Des réactions plutôt favorables au livre de Sandrine Garcia, et Anne-Claudine Oller, Réapprendre à lire, dans différents journaux, que vous ne pourrez malheureusement lire en totalité que si vous êtes abonnés à ces journaux.
Dans Libération, le 31 aout 2015. Quelle bonne surprise de la part de ce journal! Un extrait: Des méthodes dites progressistes, censées lutter contre les effets des inégalités sociales, les renforcent au contraire. C'est le constat édifiant établi par deux sociologues dans «Réapprendre à lire», un essai qui vient de paraître. Un enjeu qui dépasse la querelle entre anciens et modernes pédagogues. Un bémol cependant: Si on est d'accord avec la phrase " Des méthodes, dites progressistes, … renforcent les inégalités … ", il serait plus élégant de donner raison aux anciens, pour une fois en avance, que de renvoyer dos à dos les adversaires, par ce " qui dépasse la querelle entre anciens et modernes.; "
Dans Le Monde du 15/09/2015, un article intitulé Méthodes de lecture : des « querelles de chapelle » pour les enseignants, tente d'accréditer l'idée qu'au fond, rien de neuf, car il y a longtemps que les instituteurs chevronnés combinent au mieux méthode syllabique et globale.

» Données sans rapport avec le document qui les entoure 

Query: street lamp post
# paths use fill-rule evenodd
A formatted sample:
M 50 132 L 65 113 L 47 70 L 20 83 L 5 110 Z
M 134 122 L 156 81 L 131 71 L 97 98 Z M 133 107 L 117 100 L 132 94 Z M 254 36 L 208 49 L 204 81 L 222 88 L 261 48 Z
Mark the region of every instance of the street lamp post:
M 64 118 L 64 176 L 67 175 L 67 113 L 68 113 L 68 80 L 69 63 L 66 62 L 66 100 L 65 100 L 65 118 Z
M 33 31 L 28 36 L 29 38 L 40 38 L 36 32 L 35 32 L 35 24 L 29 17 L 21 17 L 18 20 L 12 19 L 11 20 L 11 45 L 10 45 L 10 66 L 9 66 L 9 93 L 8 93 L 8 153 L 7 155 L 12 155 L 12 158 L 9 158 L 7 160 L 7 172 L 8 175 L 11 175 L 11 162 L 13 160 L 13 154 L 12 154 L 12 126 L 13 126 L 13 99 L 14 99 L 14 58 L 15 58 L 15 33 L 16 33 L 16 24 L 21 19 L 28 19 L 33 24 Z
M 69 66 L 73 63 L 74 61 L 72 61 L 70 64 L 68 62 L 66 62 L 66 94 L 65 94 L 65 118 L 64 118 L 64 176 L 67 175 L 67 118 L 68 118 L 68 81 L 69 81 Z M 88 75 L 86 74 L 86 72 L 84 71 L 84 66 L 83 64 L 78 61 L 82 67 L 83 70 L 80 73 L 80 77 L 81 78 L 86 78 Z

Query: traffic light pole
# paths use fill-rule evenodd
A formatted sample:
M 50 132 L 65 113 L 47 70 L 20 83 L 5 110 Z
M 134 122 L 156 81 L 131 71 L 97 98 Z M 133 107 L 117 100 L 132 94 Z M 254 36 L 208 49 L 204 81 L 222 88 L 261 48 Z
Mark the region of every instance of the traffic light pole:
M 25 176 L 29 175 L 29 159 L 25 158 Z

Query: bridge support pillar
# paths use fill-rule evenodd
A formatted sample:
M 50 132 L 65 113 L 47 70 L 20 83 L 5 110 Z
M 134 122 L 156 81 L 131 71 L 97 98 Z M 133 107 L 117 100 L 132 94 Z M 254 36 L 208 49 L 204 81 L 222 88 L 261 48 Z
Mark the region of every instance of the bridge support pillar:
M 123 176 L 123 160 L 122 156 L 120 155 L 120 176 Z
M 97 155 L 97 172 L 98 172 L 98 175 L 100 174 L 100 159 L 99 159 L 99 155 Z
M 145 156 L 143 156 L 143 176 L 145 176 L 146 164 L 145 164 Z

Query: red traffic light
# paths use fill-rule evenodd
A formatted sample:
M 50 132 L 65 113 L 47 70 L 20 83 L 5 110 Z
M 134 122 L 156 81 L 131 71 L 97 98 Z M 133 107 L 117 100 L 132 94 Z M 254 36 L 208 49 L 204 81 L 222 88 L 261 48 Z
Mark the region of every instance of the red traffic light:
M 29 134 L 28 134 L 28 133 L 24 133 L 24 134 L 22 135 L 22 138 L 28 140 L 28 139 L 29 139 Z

Voici un extrait de cet article, pour ceux qui ne peuvent y accéder:
Dans toutes les écoles où elles ont pu enseigner, l'une et l'autre disent n'avoir jamais rencontré de « collègues ne faisant que de la globale ou que de la syllabique ». Selon elles, un instituteur un tant soit peu chevronné sait tirer profit d'approches différentes mais complémentaires, multiplier les supports et, surtout, varier les « entrées » dans la lecture et l'écriture - deux apprentissages intimement liés. Combiner le déchiffrage, l'écriture, le vocabulaire, la compréhension de textes écrits lus par l'enseignant...
Il y a encore du chemin à parcourir.